Dr. Sigmond’s own work, printed last year, is itself scarce, in consequence of having been suppressed or withdrawn from publication.[503] This circumstance, and the curiosity of its purpose, may render an exemplifying extract from it agreeable:—

“I have quoted,” says Dr. S., “the whole of Servetus’s theories verbatim. Those that relate to the phenomena of mind, as produced by the brain, will at this time have an additional interest, when Gall and Spurzheim have attracted the attention of philosophers to the subject. With some degree of boldness he has fixed upon the ventricles of the brain, and the choroid plexus, as the seat of that ray divine which an immortal Creator has shed upon man, and man alone. The awe and veneration with which such a subject must be approached, are increased by the conviction that though we may flatter our fond hopes with the idea that some knowledge has been gained, we are still lost in the same labyrinth of doubt and uncertainty that we ever were.
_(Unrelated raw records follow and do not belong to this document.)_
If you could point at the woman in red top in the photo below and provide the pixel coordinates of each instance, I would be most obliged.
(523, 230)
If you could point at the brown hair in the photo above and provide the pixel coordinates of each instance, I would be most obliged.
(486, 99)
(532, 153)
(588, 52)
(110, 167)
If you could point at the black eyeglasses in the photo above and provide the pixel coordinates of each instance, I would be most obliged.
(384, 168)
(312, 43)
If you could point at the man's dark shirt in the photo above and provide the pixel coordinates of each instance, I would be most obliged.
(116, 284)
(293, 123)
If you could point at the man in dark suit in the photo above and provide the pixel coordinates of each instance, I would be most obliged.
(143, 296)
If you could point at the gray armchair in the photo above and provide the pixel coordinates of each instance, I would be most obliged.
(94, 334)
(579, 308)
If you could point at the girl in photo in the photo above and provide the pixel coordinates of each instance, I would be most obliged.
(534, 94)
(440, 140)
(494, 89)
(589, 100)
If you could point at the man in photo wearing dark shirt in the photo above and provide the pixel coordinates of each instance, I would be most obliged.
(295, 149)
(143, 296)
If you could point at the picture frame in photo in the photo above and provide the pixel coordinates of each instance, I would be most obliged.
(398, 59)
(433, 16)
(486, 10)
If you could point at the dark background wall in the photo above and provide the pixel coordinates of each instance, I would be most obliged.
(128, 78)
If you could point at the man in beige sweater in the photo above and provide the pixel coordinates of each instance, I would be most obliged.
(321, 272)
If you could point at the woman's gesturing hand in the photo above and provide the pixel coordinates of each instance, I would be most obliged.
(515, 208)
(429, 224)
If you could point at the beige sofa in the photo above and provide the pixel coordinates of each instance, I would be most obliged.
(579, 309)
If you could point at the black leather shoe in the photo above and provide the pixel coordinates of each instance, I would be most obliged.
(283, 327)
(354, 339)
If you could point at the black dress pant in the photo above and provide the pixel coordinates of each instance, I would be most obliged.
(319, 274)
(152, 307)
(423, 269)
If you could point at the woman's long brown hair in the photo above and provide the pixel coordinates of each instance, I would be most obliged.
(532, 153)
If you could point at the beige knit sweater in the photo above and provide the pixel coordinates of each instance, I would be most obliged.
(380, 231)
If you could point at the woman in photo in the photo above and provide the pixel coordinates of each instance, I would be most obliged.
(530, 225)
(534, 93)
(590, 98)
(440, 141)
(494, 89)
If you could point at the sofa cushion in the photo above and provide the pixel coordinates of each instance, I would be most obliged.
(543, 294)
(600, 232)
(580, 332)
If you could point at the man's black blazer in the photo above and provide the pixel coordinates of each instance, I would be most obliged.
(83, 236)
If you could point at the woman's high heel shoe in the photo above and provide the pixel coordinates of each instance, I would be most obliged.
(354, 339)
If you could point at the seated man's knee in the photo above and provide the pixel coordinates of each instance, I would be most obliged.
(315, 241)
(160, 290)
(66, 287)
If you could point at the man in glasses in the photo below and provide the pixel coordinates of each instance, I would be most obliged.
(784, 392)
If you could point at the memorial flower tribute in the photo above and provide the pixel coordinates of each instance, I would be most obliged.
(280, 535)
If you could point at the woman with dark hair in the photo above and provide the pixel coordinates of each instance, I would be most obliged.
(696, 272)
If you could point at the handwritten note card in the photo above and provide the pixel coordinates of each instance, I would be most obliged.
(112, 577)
“After giving his description of the passage of the blood from the right ventricle of the heart through the lungs, to the left ventricle of the heart, he gives his reasons for his belief in his doctrine of the circulation, and observes that Galen was unacquainted with the truth. He then commences that most extraordinary passage upon the seat of the mind. The blood, he supposes, having received in its passage through the lungs the breath of life, is sent by the left ventricle into the arteries; the purest part ascends to the base of the brain, where it is more refined, especially in the retiform plexus. It is still more perfected in the small vessels, the capillary arteries, and the choroid plexus, which penetrate every part of the brain, enter into the ventricles, and closely surround the origin of the nerves. From the vital spirit it is now changed into the animal spirit, and acts upon the mass of brain, which is incapable of reasoning without this stimulus. In the two ventricles of the brain is placed the power of receiving impressions from external objects; in the third is that of reasoning upon them; in the fourth is that of remembering them. From the communication through the foramina of the ethmoid bone, the two ventricles receive a portion of external air to refresh the spirit, and to give new animation to the soul. If these ventricles are oppressed by the introduction of noxious vapour, epilepsy is produced, if a fluid presses on the choroid plexus, apoplexy; and whatever affects this part of the brain causes loss of mental power.

“I have transcribed his notions on vegetable and animal life: they are more curious than correct. They are contained in the second Dialogue on the Trinity, which is remarkable from its being the best proof that the doctrines of Servetus were completely at variance with the Unitarianism of which he was accused. It is a dialogue between Peter and Michael, ‘modum generationis Christi docens, quod ipse non sit creatura, nec finitæ potentiæ, sed vere adorandus, verusque Deus.’

“He here enters very minutely into the soul, as the breath of life; and the whole of the theories he has advanced are in support of the passages in the Bible, relative to the Almighty pouring into the nostrils of man the breath of life. A long metaphysical and theological discussion, difficult to be understood, follows; but not one syllable can be found contrary to the precepts of Christianity, or to the pure faith he wished to instil into the mind. In another part of the work there is a dissertation upon the heart as the origin of faith, which he believes, on the authorities he cites from the Bible, to be the seat of some degree of mental power. The heart, he supposes, deliberates upon the will, but the will obeys the brain.”

Persons disposed to inquiries of the nature last adverted to, may peruse a remarkable paper on the functions of the heart, as connected with volition, by sir James Mackintosh; it was drawn up in consequence of a table conversation with Mr. Benjamin Travers, and is inserted by that gentleman in an appendix to his work on Constitutional Irritation.[504]

It remains further to be observed respecting Servetus, that, according to Dr. Sigmond, another of his theories was, that “in the blood is the life.” His notions “on vegetable and animal life,” are in his work “De Trinitatis Erroribus, Libri VII.” 12mo. 1531. This book appears in the “Bibliotheca Parriana,” by Mr. Bohn, with the following MS. remarks on it by Dr. Parr.

Liber rarissimus. I gave two guineas for this book.” S. P.

“Servetus was burnt for this book. He might be a heretic, but he was not an infidel. I have his life, in Latin, written by Allwoerden, which should be read by all scholars and true Christians.” S. P.

Dr. Sigmond’s opinion of Servetus evidently concurs with Dr. Parr’s. Towards the close of Dr. Sigmond’s Introduction to his “Dissertatio, quædam de Serveto complectens,” he says, “Of his religious opinions I have but little to say: the bitter prejudices, the violent hatred, the unmanly persecutions that disgraced the early introduction of a reformed religion, have fortunately given place to the milder charities of true Christianity. The penalty of death, by the most cruel torture, would not now be inflicted on a man who offered to the world crude and undigested dreams, or the visionary fancies of a disturbed imagination; and these, to say the very worst, are the sins for which Servetus expired at the stake, surrounded by the books his ardent and unconquerable spirit had dared to compose.